Diagnosing a host reboot with a restart light
A host gets rebooted during runtime and a restart light has occurred. This identifies and gives details on how to diagnose the various situations that might have occurred.
Diagnosis
This section describes how to identify a restart light that has occurred due to a host reboot.
2009-11-02-22.56.30.416270-240 I6733A457 LEVEL: Event
PID : 1093874 TID : 1 KTID : 2461779
PROC : db2star2
INSTANCE: NODE : 001
HOSTNAME: hostC
EDUID : 1
FUNCTION: Db2, base sys utilities, DB2StartMain, probe:3368
MESSAGE : Idle process taken over by member
DATA #1 : Database Partition Number, PD_TYPE_NODE, 2 bytes
996
DATA #2 : Database Partition Number, PD_TYPE_NODE, 2 bytes
1
A message might display in the AIX® error log showing a reboot based on the time
of the db2diag log file entry shown previously. Run errpt -a to
access the AIX error log. The
following scenarios are three possible reasons for this occurrence:- A user-initiated host shutdown and reboot has occurred.

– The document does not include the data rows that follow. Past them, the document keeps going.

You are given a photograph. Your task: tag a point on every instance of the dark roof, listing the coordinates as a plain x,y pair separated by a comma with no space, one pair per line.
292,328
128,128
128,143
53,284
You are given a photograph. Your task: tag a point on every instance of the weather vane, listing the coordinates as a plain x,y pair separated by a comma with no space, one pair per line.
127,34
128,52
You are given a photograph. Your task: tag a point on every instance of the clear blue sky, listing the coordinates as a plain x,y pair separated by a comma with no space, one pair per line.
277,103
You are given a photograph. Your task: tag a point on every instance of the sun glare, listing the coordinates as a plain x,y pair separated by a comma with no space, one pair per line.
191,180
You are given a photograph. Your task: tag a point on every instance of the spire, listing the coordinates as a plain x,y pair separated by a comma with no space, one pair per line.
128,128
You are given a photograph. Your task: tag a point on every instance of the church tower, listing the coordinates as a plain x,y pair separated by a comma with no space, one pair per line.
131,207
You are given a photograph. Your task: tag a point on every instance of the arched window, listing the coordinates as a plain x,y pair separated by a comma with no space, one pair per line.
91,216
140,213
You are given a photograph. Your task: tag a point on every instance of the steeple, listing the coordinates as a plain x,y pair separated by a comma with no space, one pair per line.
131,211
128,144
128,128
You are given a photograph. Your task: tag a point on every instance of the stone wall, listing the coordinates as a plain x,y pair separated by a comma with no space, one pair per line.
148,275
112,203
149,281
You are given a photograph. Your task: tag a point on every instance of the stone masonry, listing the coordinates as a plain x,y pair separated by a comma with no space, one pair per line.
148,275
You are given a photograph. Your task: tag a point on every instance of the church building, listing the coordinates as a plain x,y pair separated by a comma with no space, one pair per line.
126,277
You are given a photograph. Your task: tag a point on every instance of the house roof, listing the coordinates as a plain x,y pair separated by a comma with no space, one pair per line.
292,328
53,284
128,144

To determine whether this situation occurred, look in the AIX errpt log for an entry similar to the following one:
LABEL: REBOOT_ID IDENTIFIER: 2BFA76F6 Date/Time: Mon Nov 2 22:56:28 EST 2009 Sequence Number: 11878 Machine Id: 00057742D900 Node Id: coralpib17 Class: S Type: TEMP WPAR: Global Resource Name: SYSPROC Description SYSTEM SHUTDOWN BY USER Probable Causes SYSTEM SHUTDOWN Detail Data USER ID 0 0=SOFT IPL 1=HALT 2=TIME REBOOT 0 TIME TO REBOOT (FOR TIMED REBOOT ONLY) 0
In this example, a user has initiated the reboot.
- Tivoli®
SA MP/RSCT
initiated the reboot.
To determine whether this situation occurred, look in the AIX errpt log for an entry similar to the following one:
LABEL: TS_CRITICAL_CLNT_ER IDENTIFIER: 75FA8C75 Date/Time: Tue Mar 31 10:58:49 EDT 2009 Sequence Number: 358837 Machine Id: 0006DA8AD700 Node Id: coralp08 Class: S Type: PERM WPAR: Global Resource Name: cthats Description Critical client blocked/exited Probable Causes Group Services daemon was blocked too long or exited Failure Causes Group Services daemon blocked: resource contention Group Services daemon blocked: protocol problems Group Services daemon exited: internal failure Group Services daemon exited: critical client failure Recommended Actions Group Services daemon blocked: reduce system load Group Services daemon exited: diagnose Group Services Detail Data DETECTING MODULE rsct,monitor.C,1.124.1.3,5520 ERROR ID 6plcyp/dyWo7/lSx/p3k37.................... REFERENCE CODE Critical client - program name hagsd Failure Code BLOCKED Action NODE REBOOT
In this example, RSCT has rebooted the host to protect critical resources in the cluster.
- A kernel panic caused a reboot.
Reviewing a KERNEL_PANIC message in the AIX errpt log, or the message written before it, can help identify the underlying trigger of a kernel panic. If the LABEL, PANIC STRING, or Detail Data fields in the message contain
MMFS_*
(For example, MMFS_GENERIC, MMFS_PHOENIX), then this can indicate GPFS is the trigger. Similarly, if any of the fields contain TS_* or RSCT*, then this can indicate that Tivoli SA MP is the trigger. To determine whether this situation occurred, look in the AIX errpt log for an entry similar to the following one:
For further details, see the Related Reference.LABEL: KERNEL_PANIC IDENTIFIER: 225E3B63 Date/Time: Mon May 26 08:02:03 EDT 2008 Sequence Number: 976 Machine Id: 0006DA8AD700 Node Id: coralpib08 Class: S Type: TEMP Resource Name: PANIC Description SOFTWARE PROGRAM ABNORMALLY TERMINATED Recommended Actions PERFORM PROBLEM DETERMINATION PROCEDURES
Troubleshooting
If the affected host is online, run the db2instance -list command,. If the db2instance -list shows that the member is reported as WAITING_FOR_FAILBACK, look for alerts in the output. Check the alert(s), you might have to clear an alert before the member can fail back to its home host. If there is still no failback, see A member cannot restart on the home host after a successful restart light.